El único Batman que soporto es el interpretado por Adam West: ese gordito inofensivo de trusa gris y calzoncillos azules cuyos puños y patadas sonaban ¡pum!, ¡wham!, ¡zap! Cuando veo a alguno de los otros, sobre todo a los de las películas de Christopher Nolan, me toca cerrar los ojos, encogerme en el asiento del cine y gritar “¡Jueputa!”. Todos me miran siempre con cara de “Estás en Batman, no en una película de terror”. Y tienen razón, pero no lo puedo evitar: cuando veo un murciélago, así sea en forma de humano, me invade una repulsión insoportable y revivo esa fobia que me transporta de inmediato a la infancia.
Tenía diez años y mi familia acababa de pasarse a una casa llena de palos de mango y, por consiguiente, de murciélagos (soy tan ‘de buenas’ que preciso me tocó nacer en una ciudad repleta de ellos). Mi cuarto tenía un cielo falso adonde llegaban decenas de esos animalejos. A las seis de la tarde ya sufría por el hecho de tener que acostarme, pero el calvario real empezaba un par de horas después, cuando chillaban y se arrastraban como ratas. Mi mamá se tenía que quedar conmigo hasta que me durmiera, y después, cuando me despertaba algún chillido, me iba para su cama.

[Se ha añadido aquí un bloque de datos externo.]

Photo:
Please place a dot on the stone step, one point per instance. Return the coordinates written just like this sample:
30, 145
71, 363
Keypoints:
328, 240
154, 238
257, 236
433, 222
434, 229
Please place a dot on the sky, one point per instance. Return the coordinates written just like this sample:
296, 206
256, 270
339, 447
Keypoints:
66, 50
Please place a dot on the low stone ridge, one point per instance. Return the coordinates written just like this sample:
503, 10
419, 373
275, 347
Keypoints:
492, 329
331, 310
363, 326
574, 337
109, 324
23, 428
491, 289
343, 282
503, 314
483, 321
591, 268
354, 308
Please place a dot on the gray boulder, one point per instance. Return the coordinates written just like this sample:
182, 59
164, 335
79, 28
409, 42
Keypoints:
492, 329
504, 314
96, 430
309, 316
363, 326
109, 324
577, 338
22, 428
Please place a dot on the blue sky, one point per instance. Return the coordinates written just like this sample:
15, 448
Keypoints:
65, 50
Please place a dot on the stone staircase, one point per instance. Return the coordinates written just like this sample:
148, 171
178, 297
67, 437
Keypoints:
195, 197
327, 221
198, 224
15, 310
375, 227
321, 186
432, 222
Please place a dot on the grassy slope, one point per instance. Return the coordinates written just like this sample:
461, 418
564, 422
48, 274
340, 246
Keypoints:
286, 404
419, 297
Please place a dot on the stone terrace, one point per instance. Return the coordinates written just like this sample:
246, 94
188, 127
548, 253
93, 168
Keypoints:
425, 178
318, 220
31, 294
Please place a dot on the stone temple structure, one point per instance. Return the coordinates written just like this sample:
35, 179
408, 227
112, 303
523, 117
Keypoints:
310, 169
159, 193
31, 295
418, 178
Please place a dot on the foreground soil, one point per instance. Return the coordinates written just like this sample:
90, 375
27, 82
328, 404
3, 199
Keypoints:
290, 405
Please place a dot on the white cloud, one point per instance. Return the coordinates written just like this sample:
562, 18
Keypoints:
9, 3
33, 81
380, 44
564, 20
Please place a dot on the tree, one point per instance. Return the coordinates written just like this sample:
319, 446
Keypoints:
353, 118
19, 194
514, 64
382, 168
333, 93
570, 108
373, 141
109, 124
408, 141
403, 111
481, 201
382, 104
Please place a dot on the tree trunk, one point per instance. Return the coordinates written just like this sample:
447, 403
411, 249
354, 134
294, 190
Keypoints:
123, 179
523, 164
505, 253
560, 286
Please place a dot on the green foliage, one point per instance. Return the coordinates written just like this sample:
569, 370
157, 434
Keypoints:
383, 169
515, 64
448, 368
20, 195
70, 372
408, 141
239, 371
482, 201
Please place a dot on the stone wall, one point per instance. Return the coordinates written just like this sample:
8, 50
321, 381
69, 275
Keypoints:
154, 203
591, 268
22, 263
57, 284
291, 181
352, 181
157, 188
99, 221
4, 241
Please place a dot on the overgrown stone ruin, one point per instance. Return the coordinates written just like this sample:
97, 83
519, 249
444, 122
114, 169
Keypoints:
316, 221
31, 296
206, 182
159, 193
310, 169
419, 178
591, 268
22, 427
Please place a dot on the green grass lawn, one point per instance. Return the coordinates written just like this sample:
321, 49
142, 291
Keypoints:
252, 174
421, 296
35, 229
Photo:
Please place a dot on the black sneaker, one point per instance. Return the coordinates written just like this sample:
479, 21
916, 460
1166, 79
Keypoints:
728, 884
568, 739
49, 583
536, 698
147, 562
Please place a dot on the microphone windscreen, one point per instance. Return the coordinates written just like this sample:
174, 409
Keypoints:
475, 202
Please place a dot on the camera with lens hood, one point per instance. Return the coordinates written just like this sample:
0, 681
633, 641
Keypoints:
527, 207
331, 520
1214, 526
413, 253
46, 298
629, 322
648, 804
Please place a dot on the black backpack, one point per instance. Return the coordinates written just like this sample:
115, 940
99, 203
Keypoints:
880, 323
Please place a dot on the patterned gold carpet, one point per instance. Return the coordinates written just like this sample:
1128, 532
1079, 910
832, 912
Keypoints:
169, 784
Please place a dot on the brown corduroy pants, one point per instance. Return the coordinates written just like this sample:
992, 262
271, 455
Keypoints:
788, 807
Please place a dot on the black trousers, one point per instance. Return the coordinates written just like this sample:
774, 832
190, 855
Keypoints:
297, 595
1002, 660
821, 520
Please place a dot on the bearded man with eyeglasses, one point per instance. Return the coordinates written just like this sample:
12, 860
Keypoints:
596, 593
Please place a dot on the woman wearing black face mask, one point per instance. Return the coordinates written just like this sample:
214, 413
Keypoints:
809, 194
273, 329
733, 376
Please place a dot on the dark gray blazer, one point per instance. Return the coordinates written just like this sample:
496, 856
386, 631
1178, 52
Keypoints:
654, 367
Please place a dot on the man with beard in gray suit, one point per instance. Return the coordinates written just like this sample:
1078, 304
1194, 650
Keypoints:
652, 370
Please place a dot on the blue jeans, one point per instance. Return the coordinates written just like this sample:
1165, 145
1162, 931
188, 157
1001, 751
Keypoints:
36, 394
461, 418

Y una cosa es un bebé durmiendo con los papás y otra un preadolescente.
Fue tal mi sufrimiento que al mes mandaron quitar el cielo falso. Una solución que me trajo otro miedo: si de casualidad se metía un murciélago por una grieta, ahora caería encima de mí. Entonces tuvieron que sellar el techo para que yo pudiera dormir de nuevo. Mientras tanto, me quedaba donde mi abuela para no correr riesgos.

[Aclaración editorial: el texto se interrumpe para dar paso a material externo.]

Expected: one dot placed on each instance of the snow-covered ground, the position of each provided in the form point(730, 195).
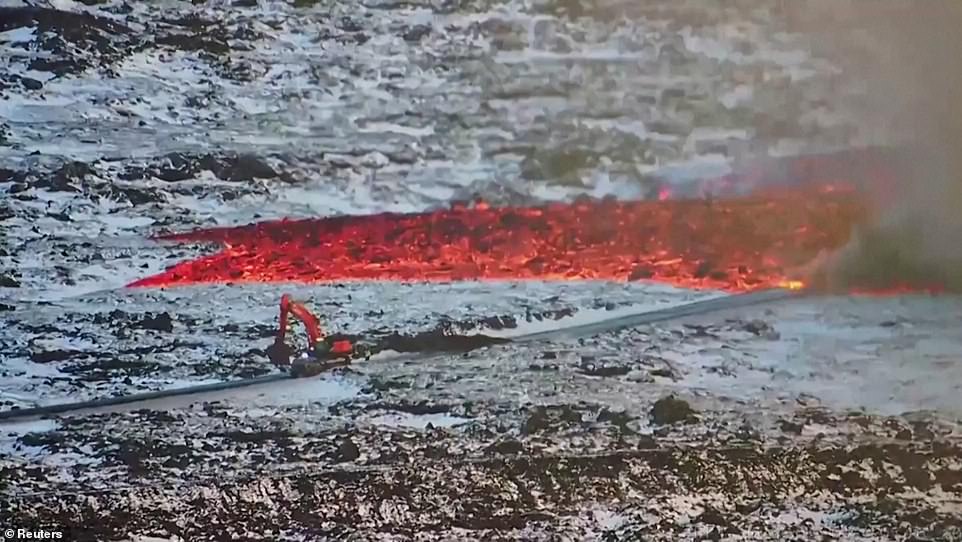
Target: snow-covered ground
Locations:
point(809, 419)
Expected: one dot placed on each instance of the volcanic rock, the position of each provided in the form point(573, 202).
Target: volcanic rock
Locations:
point(507, 447)
point(53, 355)
point(161, 322)
point(8, 281)
point(671, 410)
point(347, 451)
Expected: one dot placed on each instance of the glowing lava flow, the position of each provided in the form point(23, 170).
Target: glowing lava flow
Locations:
point(736, 245)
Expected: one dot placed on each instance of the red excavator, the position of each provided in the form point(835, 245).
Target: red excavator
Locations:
point(322, 351)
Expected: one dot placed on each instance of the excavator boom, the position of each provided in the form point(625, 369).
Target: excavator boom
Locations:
point(302, 313)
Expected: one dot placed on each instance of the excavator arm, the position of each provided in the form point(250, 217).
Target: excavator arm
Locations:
point(317, 346)
point(289, 307)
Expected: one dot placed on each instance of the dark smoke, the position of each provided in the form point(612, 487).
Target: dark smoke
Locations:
point(905, 57)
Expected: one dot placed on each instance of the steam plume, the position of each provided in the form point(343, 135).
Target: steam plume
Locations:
point(905, 55)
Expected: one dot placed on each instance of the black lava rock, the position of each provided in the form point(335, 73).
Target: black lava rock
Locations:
point(671, 410)
point(347, 451)
point(507, 447)
point(161, 322)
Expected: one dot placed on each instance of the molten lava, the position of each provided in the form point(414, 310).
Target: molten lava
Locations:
point(736, 244)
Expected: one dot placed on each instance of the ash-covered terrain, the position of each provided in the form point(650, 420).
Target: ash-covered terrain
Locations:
point(814, 419)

Pensé durante un tiempo que el trauma se había ido, pero volvió cuando tenía unos 16 años. Entonces solía pasar las tardes en las casas de mis amigos y volvía a la mía por las noches. Como en el camino corría peligro de toparme con un murciélago que se me pegara al cuerpo –sí, soy un poco paranoico–, me ponía un saco con capucha. ¡Con el calor que hace en Cali! Y me iba así, sudando a chorros por el clima y los nervios. Lo peor es que, sin darme cuenta, encogía los hombros, doblaba el tronco, movía las manos y me iba agachado para que ni me rozaran. Me daba cuenta porque de pronto tenía a alguien al frente riéndose de mí o mirándome raro. Yo digo que eran muchos murciélagos y que me pasaban cerquitica, pero mi mujer dice que soy un exagerado, que por lo general no son tantos ni vuelan al lado mío ni son tan grandes como creo.
Hace poco bajé una aplicación en el iPhone para ahuyentarlos. Supuestamente funcionaba con ondas que los humanos no percibimos pero esos bichos inmundos sí. Y otra vez cogí pinta de loco: andaba por la calle con el teléfono en alto, como si tuviera un sable. Aunque sentía algo de seguridad, también me daba miedo que los alborotara. No sirvió para alejarlos, pero tampoco los atrajo.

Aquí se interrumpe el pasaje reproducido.